L'œuvre est aujourd'hui considérée comme l'un des chefs-d'œuvre de Caravage, mais par le passé, son état de conservation, la forte dominante sombre et la technique de superposition essentielle ont suscité de nombreux doutes quant à l'autographie. Commandée par le marchand génois, résident à Messine, Giovanni Battista de' Lazzari pour l'église des Pères Crociferi, le tableau représente la résurrection de Lazare, comme raconté dans l'Évangile selon Jean. Deux figures dominent la scène : Jésus, debout, dans un geste de bras qui renvoie à la Vocazione de San Matteo, et Lazare, pris dans le geste de s'étirer pour se réveiller du sommeil éternel. Simultanément, cependant, le corps de Lazare représente également la croix, symbole de mort et de résurrection de Jésus.
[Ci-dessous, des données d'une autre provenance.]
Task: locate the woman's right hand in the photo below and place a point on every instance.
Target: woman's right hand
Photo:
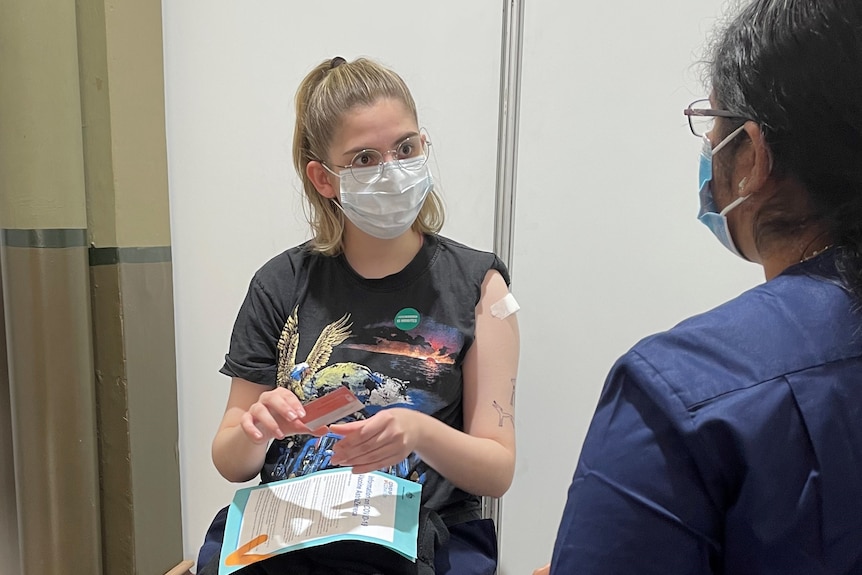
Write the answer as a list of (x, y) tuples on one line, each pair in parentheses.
[(276, 414)]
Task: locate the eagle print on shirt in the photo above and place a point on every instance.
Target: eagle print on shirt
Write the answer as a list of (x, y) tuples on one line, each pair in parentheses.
[(422, 357)]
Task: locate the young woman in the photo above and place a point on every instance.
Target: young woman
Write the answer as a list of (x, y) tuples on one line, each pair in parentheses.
[(419, 327)]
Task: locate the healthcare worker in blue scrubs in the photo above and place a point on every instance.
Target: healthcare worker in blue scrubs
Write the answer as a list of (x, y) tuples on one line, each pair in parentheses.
[(732, 444)]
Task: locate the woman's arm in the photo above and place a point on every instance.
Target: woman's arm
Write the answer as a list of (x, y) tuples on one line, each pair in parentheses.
[(254, 415), (479, 460)]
Autour de Lazare se trouvent ses deux sœurs, Marthe et Marie, réunies dans un geste d'amour. En arrière-plan, on remarque également l'autoportrait du peintre. C'est une œuvre qui révèle la grande maturité de Caravage, qui exhibe désormais tous les secrets de son art, de sa grande capacité à rendre les états d'âme à la théâtralité et au clair-obscur.